3D NANDフラッシュメモリの立体構造(左)と、製造における重要技術(キープロセス)(右)。左の立体構造図で、緑色の細長い円柱が高アスペクト比パターン形成技術を必要とする。マルチペア薄膜を貫通するスルーホールと、ステアケースと上部を接続するコンタクトである。このほか、ステアケース中央にある細長い溝(スリット)も、高アスペクト比のパターン形成技術が必要となる。出典:Applied Materials(クリックで拡大)

 前回でも説明したように、アスペクト比(縦と横の比率)のきわめて高いエッチング、すなわち「HARエッチング」が必要となるのは、主に3つの部分である。1つは、メモリセルストリングのチャンネルとなる細長い孔(メモリスルーホール)の形成、もう1つはステアケースの制御ゲートと周辺回路のゲートに対する細長い孔(コンタクト)の形成、最後はメモリセルのゲート形成用スリットの形成である。
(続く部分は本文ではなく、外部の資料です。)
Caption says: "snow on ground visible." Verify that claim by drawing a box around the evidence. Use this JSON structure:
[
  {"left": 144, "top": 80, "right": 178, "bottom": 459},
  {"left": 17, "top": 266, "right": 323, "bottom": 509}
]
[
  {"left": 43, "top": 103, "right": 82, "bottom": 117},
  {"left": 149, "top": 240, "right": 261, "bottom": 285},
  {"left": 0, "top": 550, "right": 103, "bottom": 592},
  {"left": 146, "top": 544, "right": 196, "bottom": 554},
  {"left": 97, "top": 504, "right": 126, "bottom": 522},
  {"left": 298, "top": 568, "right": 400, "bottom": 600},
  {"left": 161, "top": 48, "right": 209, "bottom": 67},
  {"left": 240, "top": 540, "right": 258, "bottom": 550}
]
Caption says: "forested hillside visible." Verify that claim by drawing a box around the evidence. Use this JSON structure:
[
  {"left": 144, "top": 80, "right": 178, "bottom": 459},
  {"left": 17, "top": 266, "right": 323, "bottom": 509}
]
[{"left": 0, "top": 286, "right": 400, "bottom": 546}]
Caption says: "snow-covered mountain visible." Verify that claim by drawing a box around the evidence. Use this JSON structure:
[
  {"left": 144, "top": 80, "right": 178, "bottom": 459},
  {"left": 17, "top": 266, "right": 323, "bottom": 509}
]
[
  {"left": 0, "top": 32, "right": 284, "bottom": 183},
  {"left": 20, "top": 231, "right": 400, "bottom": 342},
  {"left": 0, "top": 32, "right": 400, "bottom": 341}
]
3D NANDフラッシュメモリの断面構造図と、「高アスペクト比(HAR:High Aspect Ratio)のパターン形成部分」(橙色の実線で囲んだ部分、上方は拡大図)。左端は周辺回路のゲートに対するコンタクト、その右がステアケースの制御ゲートに対するコンタクト、中央はメモリセルストリング用のチャンネル(メモリスルーホール)、右端はメモリセルのゲート形成用スリット。出典:Applied Materials(クリックで拡大)

 これらの細長い孔を形成するためには、2つの新しい技術を駆使する。1つが、前回に説明したハードマスクである。孔開け加工用のエッチングが長時間に及ぶので、レジストのマスクだとレジストが劣化し、寸法が不均一になる。長時間のエッチングに耐えられる、頑丈なハードマスクが欠かせない。

 もう1つは、異方性エッチングである。異方性エッチングとは、特定の方向だけを削ることができるエッチング技術のことだ。